The attainment of higher education objectives by adult learners
- Knowledge and application
Taken into account Knowles’ learning principles, learning of scientific concepts and theories occurs in the context of application. As a consequence, the attainment of the first and second Dublin descriptors (knowledge and its application) is an integrated process, starting with meaningful cases reflecting students’ experience. Subsequently, scientific concepts are introduced as conceptual tools for structuring and deepening experience. This does dot imply that each student’s experience always must be made explicit. Curriculum developers can suffice with interviewing a sample of prospective leaners and collect a set of relevant experiences. A variety of didactic models can be deployed, like problem-based learning, case studies and group discussions. Short lectures will do to introduce concepts and theory. Teaching can take place in classrooms or at distance.
- Critical thinking
The development of critical thinking skills (third Dublin descriptor) requires a different approach: Here a learning sequence starts with a real life problem that has to be analysed, evaluated, or solved. In the beginning students do not have any clue, which theoretical concepts might be helpful. Adult working students will recognize the problem because of their tacit knowledge.

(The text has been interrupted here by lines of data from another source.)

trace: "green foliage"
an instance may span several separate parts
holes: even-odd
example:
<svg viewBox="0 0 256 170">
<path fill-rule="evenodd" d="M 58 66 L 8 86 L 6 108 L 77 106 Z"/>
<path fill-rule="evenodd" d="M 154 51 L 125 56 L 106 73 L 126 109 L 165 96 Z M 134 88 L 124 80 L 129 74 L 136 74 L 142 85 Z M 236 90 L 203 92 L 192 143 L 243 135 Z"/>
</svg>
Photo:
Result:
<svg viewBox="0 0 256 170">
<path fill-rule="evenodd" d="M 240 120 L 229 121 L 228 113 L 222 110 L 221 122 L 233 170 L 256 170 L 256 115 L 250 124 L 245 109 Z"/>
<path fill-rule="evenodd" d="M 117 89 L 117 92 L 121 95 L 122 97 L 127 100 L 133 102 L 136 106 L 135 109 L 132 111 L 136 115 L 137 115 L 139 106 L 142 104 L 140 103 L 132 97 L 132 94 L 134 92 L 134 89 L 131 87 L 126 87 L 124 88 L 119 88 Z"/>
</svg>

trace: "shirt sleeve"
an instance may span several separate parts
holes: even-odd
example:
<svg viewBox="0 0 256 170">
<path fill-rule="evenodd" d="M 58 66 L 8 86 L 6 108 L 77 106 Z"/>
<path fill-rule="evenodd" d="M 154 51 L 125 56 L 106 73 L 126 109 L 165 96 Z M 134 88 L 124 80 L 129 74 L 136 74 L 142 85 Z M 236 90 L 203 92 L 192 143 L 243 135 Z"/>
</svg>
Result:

Projects offer the best opportunity for students to go through this process. Adult students might be allowed to elaborate problems that they have encountered in their own practice. For them, the conceptualization of the problem with scientific concepts is new and exiting. The supervision of projects is challenging as knowledge of one or more disciplines, methodological expertise and in-depth knowledge of the working environment are required. The combination of these abilities in one person is rare in an academic environment.
Developing business education capabilities in learning networks
Ability to bridge the gap between theoretical, practical and tacit knowledge is a major requirement for viable business education. No single university or other organization has the capabilities that are needed to achieve this goal. Collaborative learning networks have to come in place and universities might be able to contribute significantly. The development of a learning network with participants from different angles (companies, not-for profit organizations, consultants, government and universities) is a necessary step to develop and supervise dedicated academic education and for doing research and initiating innovation as well.
Knowles, M.S. (1990). The adult learner. A neglected species. Houston TX: Gulf Publishing.